One of the reasons for the disconnect between the pro-AI-art crowd and the anti is also a confusion between commercial and noncommercial art. A great deal of art on the internet is commercial art – art created with an intention to sell products. But much of the art that lives in training datasets was not commercial to begin with; it was practice art or art created by artists building portfolios and calling cards. It might look beautiful, it might even look like commercial art, but communicative decisions are being made in the nascent artist in terms of what to imitate and practice. Because the distinction happens on a process level, the line between commercial and noncommercial art is often blurry, and this is why we can get strange language in lawsuits arguing over whether artists should receive overtime pay, for instance; they hinge on whether the work is “creative”. (In the cases where artists have won overtime lawsuits in the US, it has been on the basis that the work they were doing was not creative.)

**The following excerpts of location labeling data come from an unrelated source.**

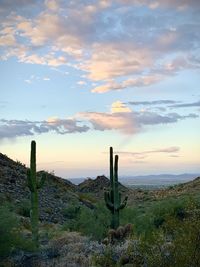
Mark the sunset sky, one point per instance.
(81, 76)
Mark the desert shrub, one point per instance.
(10, 235)
(91, 222)
(23, 208)
(72, 211)
(8, 226)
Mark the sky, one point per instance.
(80, 76)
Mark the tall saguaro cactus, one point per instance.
(34, 185)
(113, 196)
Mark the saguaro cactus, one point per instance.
(34, 185)
(113, 196)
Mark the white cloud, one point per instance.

The intersections between art and commerce are way too complicated for a “quick thought” blog post, but another missed aspect of the AI art debate concerns the type of work that is used in training data. (This is beyond the foundational consent issue which stands on its own.) To use something someone created for a generative purpose feels like a violation on a basic level to many people who have experienced the creative process. There's a falsity to it, a fundamental misunderstanding of what the process entails. The reaction is instinctive, visceral-- it comes from an understanding that the craft is an articulation of the creativity, and the creativity, being this deeply intimate act of facing one’s internal demons, is sacred.

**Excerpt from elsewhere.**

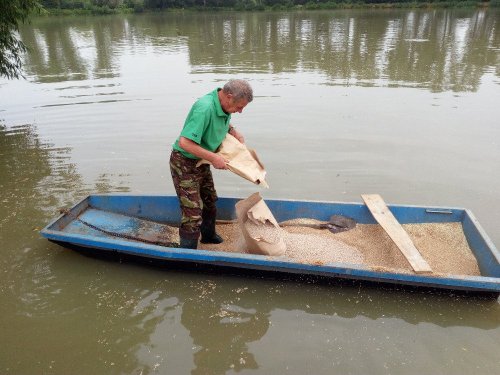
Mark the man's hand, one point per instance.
(219, 162)
(236, 134)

Our rimban at Seattle Betsuin recently quoted Nagasaki atomic bomb survivor Katsuji Yoshida, who gave many presentations on his experience, and closed all of them with the words: “the basis of peace is for people to understand the pain of others.”
I don’t think that the pain concerning generative AI is simple. I think there is pain in the hearts of people who, as children, want to be “creative” but think they aren’t talented enough to do so. I wonder if many of them go into technical fields. And I don’t doubt that they get a glimmer of joy from generative AI and a feeling of having created something – the same way that Guitar Hero gives you a feeling of performing music.
I think it is possible to both recognize this pain and also recognize the enormous anxiety and hurt of the artists who feel injured by generative AI. I don’t think that we can move forward with these technologies without resolving this – or rather, I hope that we don’t. To bury this injury is to plant the seeds for it to flourish in harmful action later, inevitably. And we can never have peace if we look away from the pain.